Kupang, INVESTIGASI86.COM — Surat Pemberitahuan Perkembangan Hasil Penyidikan (SP2HP) yang seharusnya menjadi bukti kemajuan penyidikan, justru menjadi pengingat akan stagnasi penegakan hukum. Kasus dugaan pengeroyokan yang dilaporkan ke Polsek Fatuleu pada 2013, hingga kini belum juga menemukan titik terang setelah lebih dari 12 tahun berlalu.
Surat SP2HP bernomor SP2HP/5/XI/2013/Polsek Fatuleu itu dikeluarkan pada 19 November 2013, menindaklanjuti laporan polisi LP/28/X/2013 yang diajukan oleh Thobias Kake terkait dugaan pengeroyokan sebagaimana diatur dalam Pasal 170 Ayat (1) KUHP.
Dalam surat tersebut, pihak kepolisian menyebut telah memeriksa tiga terlapor — Yesua O.K. Poen, Ongki Yunedi Poen, dan Yafet Abraham Peon — serta berencana memanggil lima terlapor lain berinisial RP, AP, EO, MF, dan SB. Namun, hingga kini tidak ada tindak lanjut nyata atas janji penyidik untuk menyampaikan perkembangan lanjutan.
Advokat Herry F.F. Battileo, S.H., M.H., menilai kasus ini menjadi contoh nyata lemahnya sistem pengawasan internal di tubuh kepolisian. Ia menyebut SP2HP semacam itu tak lebih dari sekadar dokumen administratif tanpa makna penegakan hukum.
> “SP2HP seharusnya menjadi laporan perkembangan yang hidup, bukan sekadar arsip mati. Ketika selama 12 tahun tidak ada perkembangan, ini bukan hanya soal kelalaian, tetapi soal hilangnya komitmen terhadap keadilan,” ujar Herry di Kupang, Senin (10/11/2025).

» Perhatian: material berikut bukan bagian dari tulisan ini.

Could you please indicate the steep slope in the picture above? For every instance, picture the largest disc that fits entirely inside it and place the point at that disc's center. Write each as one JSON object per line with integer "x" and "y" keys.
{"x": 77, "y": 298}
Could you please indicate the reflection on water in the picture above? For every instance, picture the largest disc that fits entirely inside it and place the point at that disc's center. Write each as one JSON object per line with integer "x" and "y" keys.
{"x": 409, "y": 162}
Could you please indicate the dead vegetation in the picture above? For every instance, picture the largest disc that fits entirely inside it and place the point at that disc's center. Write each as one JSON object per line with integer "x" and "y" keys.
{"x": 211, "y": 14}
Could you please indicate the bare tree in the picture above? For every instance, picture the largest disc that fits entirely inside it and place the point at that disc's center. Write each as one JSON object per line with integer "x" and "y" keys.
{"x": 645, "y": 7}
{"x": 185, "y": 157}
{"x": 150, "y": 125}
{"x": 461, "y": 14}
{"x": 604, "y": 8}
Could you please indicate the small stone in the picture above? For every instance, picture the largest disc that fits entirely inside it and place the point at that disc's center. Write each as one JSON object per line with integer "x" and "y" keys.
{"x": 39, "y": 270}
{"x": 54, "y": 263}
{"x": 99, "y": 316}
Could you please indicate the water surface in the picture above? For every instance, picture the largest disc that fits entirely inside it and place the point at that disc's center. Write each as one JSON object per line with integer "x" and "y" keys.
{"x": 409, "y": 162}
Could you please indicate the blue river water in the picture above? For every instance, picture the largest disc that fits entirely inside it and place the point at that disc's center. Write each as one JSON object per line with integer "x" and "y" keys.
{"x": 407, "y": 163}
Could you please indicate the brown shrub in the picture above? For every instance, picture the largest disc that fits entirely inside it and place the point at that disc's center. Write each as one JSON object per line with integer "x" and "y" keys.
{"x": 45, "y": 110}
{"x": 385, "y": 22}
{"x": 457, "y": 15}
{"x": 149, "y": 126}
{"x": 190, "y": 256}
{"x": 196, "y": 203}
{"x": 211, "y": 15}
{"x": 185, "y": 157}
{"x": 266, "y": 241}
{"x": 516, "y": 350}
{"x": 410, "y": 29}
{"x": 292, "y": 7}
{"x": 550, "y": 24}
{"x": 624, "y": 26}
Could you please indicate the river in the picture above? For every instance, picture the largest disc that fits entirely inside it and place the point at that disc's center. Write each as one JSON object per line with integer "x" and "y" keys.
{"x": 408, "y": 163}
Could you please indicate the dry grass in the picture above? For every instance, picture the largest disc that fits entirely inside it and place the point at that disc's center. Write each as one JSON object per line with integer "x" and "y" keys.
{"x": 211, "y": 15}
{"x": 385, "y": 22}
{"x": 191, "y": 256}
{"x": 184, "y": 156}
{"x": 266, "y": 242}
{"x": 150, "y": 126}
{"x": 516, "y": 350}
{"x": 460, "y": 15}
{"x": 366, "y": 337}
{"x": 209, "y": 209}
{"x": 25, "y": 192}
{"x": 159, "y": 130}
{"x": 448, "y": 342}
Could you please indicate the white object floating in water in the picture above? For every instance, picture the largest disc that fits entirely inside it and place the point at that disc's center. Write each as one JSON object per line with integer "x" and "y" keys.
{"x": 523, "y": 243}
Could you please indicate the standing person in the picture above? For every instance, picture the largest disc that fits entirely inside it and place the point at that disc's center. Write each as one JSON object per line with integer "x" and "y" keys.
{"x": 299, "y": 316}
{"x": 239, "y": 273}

Menurut Herry, fakta bahwa surat tersebut juga ditembuskan ke Kapolres Kupang, Wakapolres, dan Kasat Reskrim menunjukkan bahwa pengetahuan tentang kasus ini tidak berhenti di tingkat Polsek. Meski demikian, tidak ada upaya nyata untuk mendorong penyelesaiannya.
> “Publik berhak tahu, apa yang terjadi dengan lima tersangka yang disebut akan dipanggil? Apakah mereka tidak ditemukan, atau memang penyidik yang berhenti mencari? Kasus yang tertidur selama satu dekade lebih adalah preseden buruk bagi institusi penegak hukum,” tegasnya.
Hingga kini, korban Thobias Kake masih menanti kejelasan hukum atas kasus yang menimpanya. Tidak adanya kepastian penyidikan membuatnya, serta masyarakat luas, mempertanyakan keseriusan aparat penegak hukum di tingkat daerah.
Kasus ini menjadi cerminan bagaimana SP2HP—yang semestinya menjadi simbol akuntabilitas kepolisian—justru berubah menjadi “batu nisan” bagi keadilan yang tertunda.
Publik kini menanti langkah Kapolres Kupang saat ini untuk membuka kembali berkas kasus yang telah “berulang tahun ke-12” itu. Setidaknya, kata Herry Battileo, diperlukan penjelasan resmi dan transparan mengenai alasan kemandekan kasus agar kepercayaan publik terhadap institusi kepolisian tidak semakin tergerus.